From experience, both unreal and cryengine are perfect examples of Pieter's point. They're large codebase with archaeological layers of many different c++ styles and paradigms.
Please consider the precise argument I was responding to.
Pieter's point is a stronger statement than just the existence of "different styles". (Every significant codebase by multiple people has multiple styles -- e.g. see Linux distribution.) He was stating that there was a cause and effect such that the different styles ("dialects") cause "isolation".
If so, it means Apple's Swift compiler written in C++ on github[1] should be getting near zero forks and pull requests. In his theory, Chris Lattner and his dialect of C++ should be "isolated". It's also possibly unintelligible C++ (although I haven't looked at it yet).
If it was just one of those throwaway sentences to troll people, then fine. My first impression was that he wanted his programming guide to be taken seriously.

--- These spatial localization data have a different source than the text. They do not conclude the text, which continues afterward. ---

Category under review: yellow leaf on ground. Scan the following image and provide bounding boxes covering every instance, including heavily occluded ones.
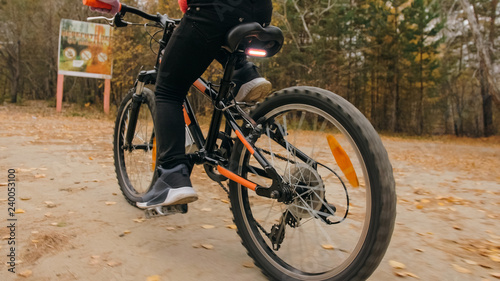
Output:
[107,261,122,267]
[321,244,335,250]
[201,244,214,250]
[226,224,237,230]
[202,225,215,229]
[389,260,406,269]
[242,261,255,268]
[490,272,500,279]
[17,269,32,278]
[15,209,25,214]
[147,275,161,281]
[105,201,117,205]
[452,264,471,274]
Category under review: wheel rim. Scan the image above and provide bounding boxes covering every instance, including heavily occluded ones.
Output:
[117,98,155,197]
[236,104,371,279]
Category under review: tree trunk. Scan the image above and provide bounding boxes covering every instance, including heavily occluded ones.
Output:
[10,40,21,103]
[460,0,500,110]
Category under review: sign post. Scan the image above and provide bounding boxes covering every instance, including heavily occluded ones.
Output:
[57,19,113,113]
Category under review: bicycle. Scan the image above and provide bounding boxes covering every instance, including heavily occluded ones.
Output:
[86,2,396,280]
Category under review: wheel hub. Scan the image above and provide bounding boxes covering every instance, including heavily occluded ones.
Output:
[284,163,325,219]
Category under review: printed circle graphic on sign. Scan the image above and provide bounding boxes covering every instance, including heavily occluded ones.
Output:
[98,52,108,63]
[63,47,77,60]
[80,49,92,61]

I enjoy reading C++ criticisms. The criticisms in the C++ FQA by Yossi Kreinin has interesting points. I'd prefer it if the faults of C++ were accompanied by evidence.
Yes, like I said, speaking from experience, different C++ code styles and paradigms absolutely do cause isolation. Having to climb yet another mountain in order to be effective on a different codebase in the same language means people don't do it, so they become experts in a single codebase -- isolated.